И кстати, неплохо устроено у соседей-сербов: у них попы женатые. Всегда есть возможность обсудить дела не только с батюшкой, но и с его матушкой. Надо бы и нам так завести в Рагузе. Да и вообще, многовато что-то спеси у этих умников, вообразили себя наместниками Господа Бога на земле. Хорошо бы нам церковь попроще и, главное, подешевле. Ну, и насчет девушек повнимательней к нуждам простых прихожан. Чтобы без лишних этих строгостей. Может быть, и вправду грядут из Авиньона перемены? Ну а если не из Авиньона — то хоть бы и из-за Альп, где притаился этот Римский по одному только своему названию кесарь… Поди, придумают там облегчение нашей вере.

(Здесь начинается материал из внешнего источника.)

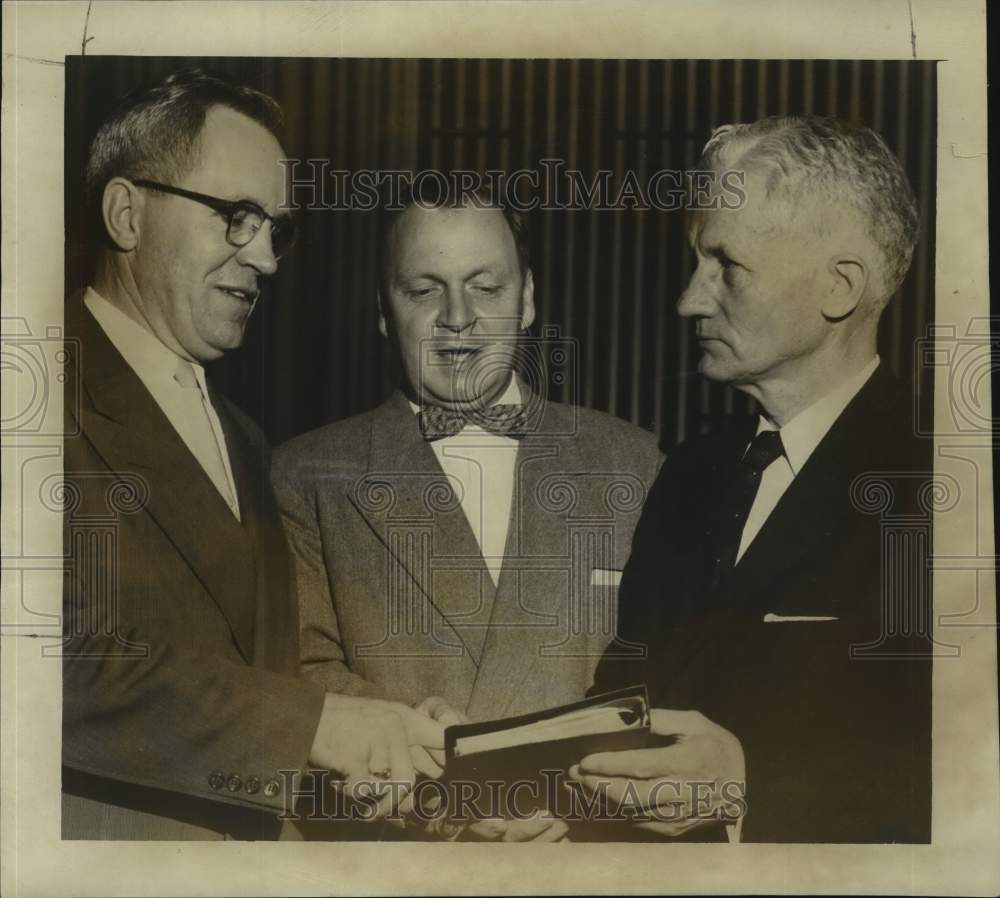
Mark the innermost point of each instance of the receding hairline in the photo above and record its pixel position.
(391, 238)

Но пока что капитану Доминику срочно нужно уединиться, он чувствует позыв природы — все же монастырский завтрак был слишком обилен. И он, извинившись перед честными бенедиктинцами и сославшись на срочное желание уединенной молитвы в часовне, ускоряет шаг, чтобы там, за поворотом, свернуть в кусты и облегчиться. Высокие материи никуда не денутся, а грешная плоть требует своего.
Аббат уже почти успокоился. Теперь, когда они вдвоем, настало время обсудить главное. И уже по-далматински, так проще, да и рисоваться теперь не перед кем. Эти двое знают друг друга слишком давно и хорошо, чтобы надеяться произвести доброе впечатление.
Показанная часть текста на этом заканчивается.